Data Adapted Consumer Choice Modeling
This is a joint seminar organized by HKU Business School’s IIM Area, and Faculty of Engineering’s Department of Data and Systems Engineering.
Professor J.George Shanthikumar
Richard E. Dauch Distinguished Chair in Manufacturing and Operations Mgmt
Supply Chain and Operations Management
Mitch Daniels School of Business | Purdue University
In this talk, we will discuss how one may without fixing a specific consumer choice model, such as the Multinomial, Exponomial or Markovian Chain, consider a general choice model that will adapt to the size and breadth of the data currently available and that may arrive in the future.
We do this by developing a general one-to-one representation of any customer choice probability model by a token tree. To do this, we will focus on characterizing the random choices of a representative customer as a random set function.
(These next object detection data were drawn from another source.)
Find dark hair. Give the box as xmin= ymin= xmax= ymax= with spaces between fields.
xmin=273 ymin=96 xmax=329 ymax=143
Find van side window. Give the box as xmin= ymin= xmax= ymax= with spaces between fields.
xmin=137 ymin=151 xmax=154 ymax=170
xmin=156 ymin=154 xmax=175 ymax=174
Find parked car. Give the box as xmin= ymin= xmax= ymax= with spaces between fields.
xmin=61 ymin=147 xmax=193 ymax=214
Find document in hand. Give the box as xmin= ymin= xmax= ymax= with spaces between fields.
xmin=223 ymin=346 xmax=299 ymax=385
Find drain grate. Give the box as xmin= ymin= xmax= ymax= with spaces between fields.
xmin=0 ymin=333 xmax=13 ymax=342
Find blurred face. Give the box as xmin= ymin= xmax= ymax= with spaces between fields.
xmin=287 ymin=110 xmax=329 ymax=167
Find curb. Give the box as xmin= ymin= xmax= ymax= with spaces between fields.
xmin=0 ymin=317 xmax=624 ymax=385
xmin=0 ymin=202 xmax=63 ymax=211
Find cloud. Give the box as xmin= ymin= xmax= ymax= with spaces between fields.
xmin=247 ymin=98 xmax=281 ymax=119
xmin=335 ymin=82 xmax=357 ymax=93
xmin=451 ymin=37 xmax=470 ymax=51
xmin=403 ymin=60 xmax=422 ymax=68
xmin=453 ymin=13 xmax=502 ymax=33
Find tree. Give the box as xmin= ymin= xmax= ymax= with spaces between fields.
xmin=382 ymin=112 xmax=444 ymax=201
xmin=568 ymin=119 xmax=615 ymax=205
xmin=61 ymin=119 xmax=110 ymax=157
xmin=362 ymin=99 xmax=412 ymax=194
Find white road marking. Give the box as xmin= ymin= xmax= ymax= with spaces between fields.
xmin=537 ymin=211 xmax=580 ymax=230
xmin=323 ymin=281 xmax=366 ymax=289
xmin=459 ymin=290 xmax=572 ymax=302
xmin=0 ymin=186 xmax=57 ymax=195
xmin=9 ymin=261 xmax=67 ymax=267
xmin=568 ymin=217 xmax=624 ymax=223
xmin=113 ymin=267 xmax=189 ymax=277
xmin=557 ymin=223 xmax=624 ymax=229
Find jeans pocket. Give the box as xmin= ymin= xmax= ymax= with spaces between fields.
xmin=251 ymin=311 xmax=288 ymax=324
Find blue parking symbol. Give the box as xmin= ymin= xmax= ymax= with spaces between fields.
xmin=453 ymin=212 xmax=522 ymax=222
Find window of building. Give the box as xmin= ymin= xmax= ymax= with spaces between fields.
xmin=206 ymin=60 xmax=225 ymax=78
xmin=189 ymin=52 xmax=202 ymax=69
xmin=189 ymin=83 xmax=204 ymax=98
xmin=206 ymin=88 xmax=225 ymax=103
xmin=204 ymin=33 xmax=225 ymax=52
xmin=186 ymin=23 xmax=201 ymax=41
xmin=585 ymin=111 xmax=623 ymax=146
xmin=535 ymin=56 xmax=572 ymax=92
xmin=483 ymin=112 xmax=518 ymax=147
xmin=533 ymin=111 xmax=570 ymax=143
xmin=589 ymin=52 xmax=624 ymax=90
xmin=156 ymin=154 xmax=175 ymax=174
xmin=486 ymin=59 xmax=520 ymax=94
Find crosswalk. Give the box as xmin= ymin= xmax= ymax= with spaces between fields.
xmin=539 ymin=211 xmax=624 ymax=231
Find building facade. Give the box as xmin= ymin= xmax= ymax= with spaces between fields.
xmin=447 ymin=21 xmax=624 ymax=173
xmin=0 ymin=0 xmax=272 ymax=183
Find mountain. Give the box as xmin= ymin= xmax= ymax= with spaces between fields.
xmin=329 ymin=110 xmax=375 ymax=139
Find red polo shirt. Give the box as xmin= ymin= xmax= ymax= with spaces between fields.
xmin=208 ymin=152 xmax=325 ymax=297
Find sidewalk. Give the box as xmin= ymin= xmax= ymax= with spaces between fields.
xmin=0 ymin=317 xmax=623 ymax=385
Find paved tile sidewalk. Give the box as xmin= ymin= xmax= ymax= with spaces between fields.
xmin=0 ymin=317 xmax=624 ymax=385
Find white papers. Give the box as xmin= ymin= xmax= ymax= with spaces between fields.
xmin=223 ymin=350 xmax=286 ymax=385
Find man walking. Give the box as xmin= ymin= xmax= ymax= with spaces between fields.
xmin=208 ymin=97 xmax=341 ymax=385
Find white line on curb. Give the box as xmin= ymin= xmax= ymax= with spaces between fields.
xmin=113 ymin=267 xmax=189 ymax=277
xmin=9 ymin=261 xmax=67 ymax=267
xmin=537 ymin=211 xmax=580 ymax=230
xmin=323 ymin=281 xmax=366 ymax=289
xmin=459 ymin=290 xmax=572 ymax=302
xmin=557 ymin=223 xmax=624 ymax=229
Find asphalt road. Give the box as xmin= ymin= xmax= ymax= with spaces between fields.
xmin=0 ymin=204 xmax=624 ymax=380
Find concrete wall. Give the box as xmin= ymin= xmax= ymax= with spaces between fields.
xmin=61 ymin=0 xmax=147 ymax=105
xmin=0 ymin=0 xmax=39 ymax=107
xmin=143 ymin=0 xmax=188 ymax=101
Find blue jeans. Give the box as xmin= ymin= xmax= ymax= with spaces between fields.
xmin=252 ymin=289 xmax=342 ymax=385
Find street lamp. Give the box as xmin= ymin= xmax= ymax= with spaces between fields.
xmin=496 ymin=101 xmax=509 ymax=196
The support of this random set function is observed to be the vertices of a polytope that is the product space of Simplex.
Monotonicity or partial monotonicity of this set function will lead to a collection of models progressing from rational (temporal tree) model to completely irrational (token tree) consumer choice models. We will discuss how this token tree and operational data analytics (ODA) can be used to adaptively identify appropriate model for the data at hand.
*Based on joint work with Annabelle Feng (Purdue University) and Mengying Xue (Fudan University).